Wes Ball omawia swoją adaptację „Mouse Guard”, mówi, że prawdopodobnie będzie to jego następny film
- Kategoria: Aktualności
Słynna, trwająca od dawna seria komiksowa Strażnik myszy wreszcie dostaje film dzięki ludziom z 20th Century Fox, którzy zwerbowali Więzień labiryntu dyrektor franczyzy Wes Ball ożywić na ekranie nieruchomość nagrodzoną nagrodą Eisnera. Stworzony, napisany i zilustrowany przez David Petersen , nagrodzony Eisnerem serial komiksowy opowiada o bractwie antropomorficznych myszy żyjących w średniowieczu. Pomimo uroczo brzmiącej logiki, seria komiksów znana jest ze złożonych postaci, dojrzałych fabuł i szczegółowego budowania świata.
Plan jest taki, aby firma Ball połączyła siły z geniuszami zajmującymi się efektami i robieniem zdjęć w Weta Digital przy użyciu technologii, która była pionierem w ostatnim czasie Planeta małp trylogia, aby ożywić fotorealistyczną opowieść o zwierzętach. Małpy dyrektor Matt Reeves jest na pokładzie jako producent z Łotr 1. Gwiezdne wojny – historie scenarzysta Gary Whitta pisanie scenariusza.
Obraz przez Achaia
Z Więzień labiryntu: lek na śmierć Death po przybyciu na domowe wideo, Ball niedawno rozmawiał z naszymi przyjaciółmi na Wkrótce i podzielił się kilkoma nowymi szczegółami na temat swojej wizji projektu i wygląda na to, że jeśli wszystko pójdzie zgodnie z planem, Strażnik myszy film wejdzie do kin prędzej niż później i będzie miał za sobą jeden cholerny budżet.
– Nie po to, żeby robić jakieś wiadomości ani nic, ale myślę, że to będzie mój następny film. Wyszedłem po tym filmie, miałem wakacje i trochę marzyłem o tym, co może być dalej, ale jeśli wszystko pójdzie zgodnie z planem, to może być to. Właściwie to może być całkiem wyjątkowe. Oczywiście jesteśmy dopiero na wczesnym etapie, ale to będzie gigantyczny, cholerny film. Mój następny film prawdopodobnie będzie kosztował tyle, ile łącznie kosztowały moje ostatnie trzy filmy. To trochę szalone, ponieważ w zasadzie będzie to jeden gigantyczny film z efektami wizualnymi. To dość ukochana mała seria komiksowa, pod wieloma względami taka sama jak Więzień labiryntu.
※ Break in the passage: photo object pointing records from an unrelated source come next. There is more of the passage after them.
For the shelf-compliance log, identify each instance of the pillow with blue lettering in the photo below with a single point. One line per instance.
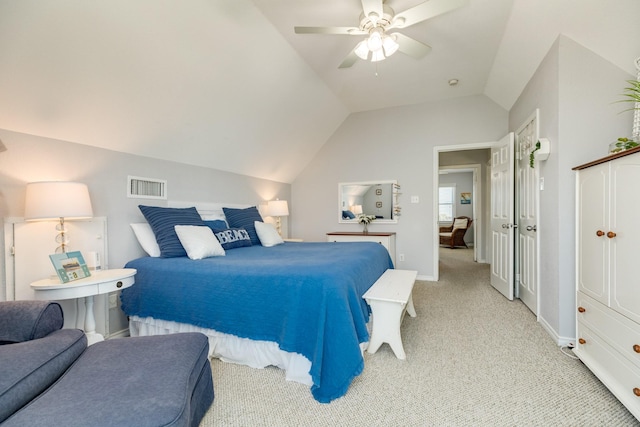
(348, 215)
(163, 222)
(231, 238)
(244, 218)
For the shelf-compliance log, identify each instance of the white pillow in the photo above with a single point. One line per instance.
(199, 241)
(267, 234)
(460, 223)
(146, 238)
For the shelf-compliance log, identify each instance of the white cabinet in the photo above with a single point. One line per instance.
(608, 295)
(388, 240)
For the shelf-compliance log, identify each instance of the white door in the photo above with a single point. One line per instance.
(502, 216)
(527, 196)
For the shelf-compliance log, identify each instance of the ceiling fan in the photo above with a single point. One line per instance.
(376, 20)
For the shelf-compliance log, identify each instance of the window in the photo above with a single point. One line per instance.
(446, 205)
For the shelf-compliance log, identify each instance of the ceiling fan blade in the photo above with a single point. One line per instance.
(410, 46)
(424, 11)
(329, 30)
(351, 59)
(372, 6)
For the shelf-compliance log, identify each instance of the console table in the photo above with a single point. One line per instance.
(100, 282)
(388, 240)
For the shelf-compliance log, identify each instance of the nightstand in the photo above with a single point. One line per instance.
(388, 240)
(100, 282)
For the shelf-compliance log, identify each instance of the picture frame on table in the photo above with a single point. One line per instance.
(70, 266)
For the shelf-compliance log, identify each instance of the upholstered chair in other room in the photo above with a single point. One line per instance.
(453, 235)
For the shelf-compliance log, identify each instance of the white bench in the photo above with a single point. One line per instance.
(390, 298)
Jest wielu ludzi, którzy kochają te książki”.
Ball mówił również o tonie filmu i chciał zrobić film, który szanuje realistyczny charakter materiału źródłowego, a jednocześnie przemawia do widzów w każdym wieku.
- Sztuczka z tym polega na tym, że musimy nawlec tę igłę tonem. Nie interesuje mnie robienie filmów typu DreamWorks czy Pixar, interesuje mnie zrobienie czegoś bliższego Planet of the Apes, gdzie naprawdę będziesz przycinać postacie i pokazać surową rzeczywistość tego, w czym żyją. prawdopodobnie trochę z obu, ale jednocześnie ze względu na koszty potrzebuję jak największej publiczności. Więc chcę, żeby 10-latki widziały to tak samo jak 40- i 50-latki, wiesz? To jest igła, którą musimy nawlec, ale dla mnie osobiście… sposób, w jaki Gwiezdne Wojny przemówiły do mnie, gdy dorastałem, uderzył w ten ton w dziwny sposób. W każdym przemawiał do dzieciaka, ale nadal traktował siebie poważnie. To dla mnie naprawdę ekscytujące, ten rodzaj filmu, tego rodzaju cel, ale oczywiście osadzony w tym naprawdę surowym świecie myszy i mieczy”.
Aby uzyskać więcej informacji na temat przemyśleń Balla na temat projektu, zapoznaj się z pełnym wywiadem na ComingSoon i bądź na bieżąco z aktualizacjami, gdy nadejdą.